In the future, I plan to drop Dataflow entirely, and modify PubSub (use ordered PubSub Lite, add order to regular PubSub, or move to Kafka). This should make streaming jobs much more efficient.
Scalability
Monitoring API Servers and Monitoring Controllers are horizontally scalable (and recommended vertically too), so new pods are deployed, and the generation of phantom metrics, or submission of real-time raw metrics can be divided. PubSub and Kafka can work with multiple publishers for the same topic.
Both Dataflow and Flink are horizontally scalable (automatic). Flink can be diagonally scalable too, if we add a bigger nodes and larger parallelism per job.
Monitoring Db Controller can scale vertically (horizontally automatically). When the new pod is added, then rollup TimeSeries are split across all subscribers.
Kafka can horizontally scale up to partition count.
Job Recovery
In case of some disaster in the streaming job, data loss for the last days, or corruption resulting from a bug, we have additional components for recovery. How it works: All raw data (phantom and real raw metrics) is not only going to streaming job. It is also copied to special recovery storage with data retention configured for the last full seven days at least. If there is a need to “replay” historical streaming data, we can run an additional Flink/Dataflow BATCH job (not streaming), that will get data from recovery storage (instead of raw metrics topic) and write to separate rollups recovery topic.
See the recovery storage module in
monitoring/ts_recovery_store/v4/provider/provider.go
. This module
provides a recovery store, that subscribes also to raw metrics topics
and writes to recovery storage. We support two backends now, Azure Blob
Storage and Google Cloud Storage (depending on the backend, Azure or GCP).
We will need to add S3 storage for AWS or On-premise option.
Recovery storage is subscriber + writer. It is right now part of
the monitoring controller (See main.go
for monitoring controller,
it creates and runs recovery store writer as separate goroutine). It
may move to db-controller though (I consider this may be a better place).
It works 24/7, writing raw TimeSeries to external storage with some
compression.
We have a separate rollup topic for recovered TimeSeries too, see
main.go
of monitoring the db controller again. We are creating
an additional recovery connector apart from the real-time connector!

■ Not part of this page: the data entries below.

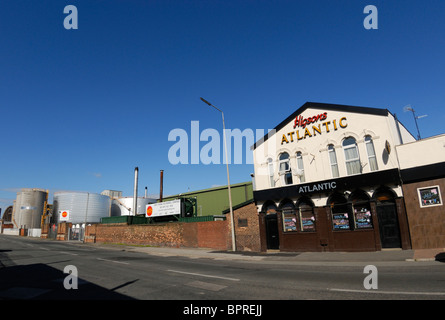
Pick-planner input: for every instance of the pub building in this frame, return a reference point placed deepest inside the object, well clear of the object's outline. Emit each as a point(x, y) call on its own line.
point(327, 178)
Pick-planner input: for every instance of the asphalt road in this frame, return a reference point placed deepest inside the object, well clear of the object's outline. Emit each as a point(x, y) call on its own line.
point(34, 269)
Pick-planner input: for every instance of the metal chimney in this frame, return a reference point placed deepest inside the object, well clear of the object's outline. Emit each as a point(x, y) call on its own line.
point(161, 185)
point(135, 193)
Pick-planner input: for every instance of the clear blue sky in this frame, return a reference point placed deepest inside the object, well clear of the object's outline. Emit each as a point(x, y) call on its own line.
point(81, 108)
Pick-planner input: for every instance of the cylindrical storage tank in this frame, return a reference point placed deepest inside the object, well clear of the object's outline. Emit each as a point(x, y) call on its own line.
point(29, 207)
point(124, 206)
point(83, 207)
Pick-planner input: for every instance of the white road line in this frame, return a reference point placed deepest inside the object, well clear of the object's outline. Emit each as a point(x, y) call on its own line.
point(390, 292)
point(72, 254)
point(121, 262)
point(204, 275)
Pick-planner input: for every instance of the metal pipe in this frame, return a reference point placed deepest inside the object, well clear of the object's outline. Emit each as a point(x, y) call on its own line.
point(135, 193)
point(161, 186)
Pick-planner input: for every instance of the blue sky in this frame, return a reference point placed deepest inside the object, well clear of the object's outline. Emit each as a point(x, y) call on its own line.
point(81, 108)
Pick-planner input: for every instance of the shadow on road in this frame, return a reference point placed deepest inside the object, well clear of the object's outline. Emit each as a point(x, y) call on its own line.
point(42, 282)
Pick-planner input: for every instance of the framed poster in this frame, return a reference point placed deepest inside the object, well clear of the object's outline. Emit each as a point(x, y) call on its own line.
point(340, 221)
point(429, 196)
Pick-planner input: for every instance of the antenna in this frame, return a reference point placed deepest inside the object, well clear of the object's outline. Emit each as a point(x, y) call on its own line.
point(409, 108)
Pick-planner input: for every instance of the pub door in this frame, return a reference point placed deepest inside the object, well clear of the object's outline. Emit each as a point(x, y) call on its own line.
point(272, 238)
point(388, 225)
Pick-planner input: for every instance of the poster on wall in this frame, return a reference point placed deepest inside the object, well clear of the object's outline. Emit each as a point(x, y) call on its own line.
point(363, 218)
point(64, 215)
point(167, 208)
point(429, 196)
point(290, 222)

Implementation is in monitoring/connectors/v2/recovery_connector.go
.
Normally, this separate rollup recovery topic is silent, no message is being published, but the rollup connector is always listening anyway (it is assumed as cheap enough).

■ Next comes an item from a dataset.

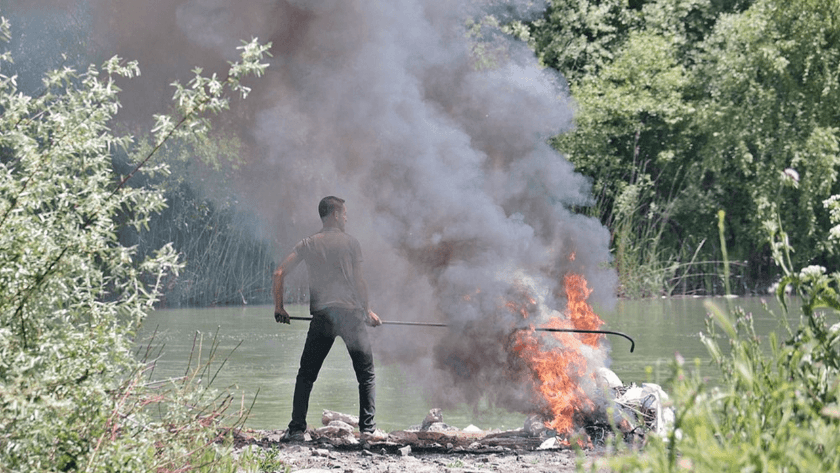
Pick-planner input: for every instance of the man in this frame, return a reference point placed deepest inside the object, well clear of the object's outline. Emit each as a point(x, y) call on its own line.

Dataflow/Flink jobs however are not running normally, we need to
schedule them manually, for example with script in edgelq repo,
scripts/run-monitoring-gcp-recovery-pipeline.sh
. We need to specify
the time range from which data will be loaded, the recovery job is
a batch type. It will run, compute all the data, and submit to
a separate recovery rollup topic. Once the job finishes, it is
deleted, this is the nature of recovery jobs here. As of now,
we have Apache Beam implementation only for these jobs: file
src/main/java/com/ntt/monitoring/beam/pipelines/MonitoringRecoveryPipeline.java
.
In this recovery pipeline, remember to set the correct SHARDS_COUNT
and BLOB_DURATION
. Those should be synchronized with settings in:
cuttle monitoring list recovery-store-sharding-infos
This also shows what periods are possible to recover. Value
BLOB_DURATION
must be taken from spec.tsBlobPeriod
(PT1H is 3600 seconds), and value SHARDS_COUNT
must be equal to
spec.shardsCount
.
This script in SPEKTRA Edge is exclusively for GCP, and will eventually
be obsolete. For Flink, we have instructions in edgelq-deployment
repository, file README-Azure-Devops.md, and find the Monitoring recovery job
part.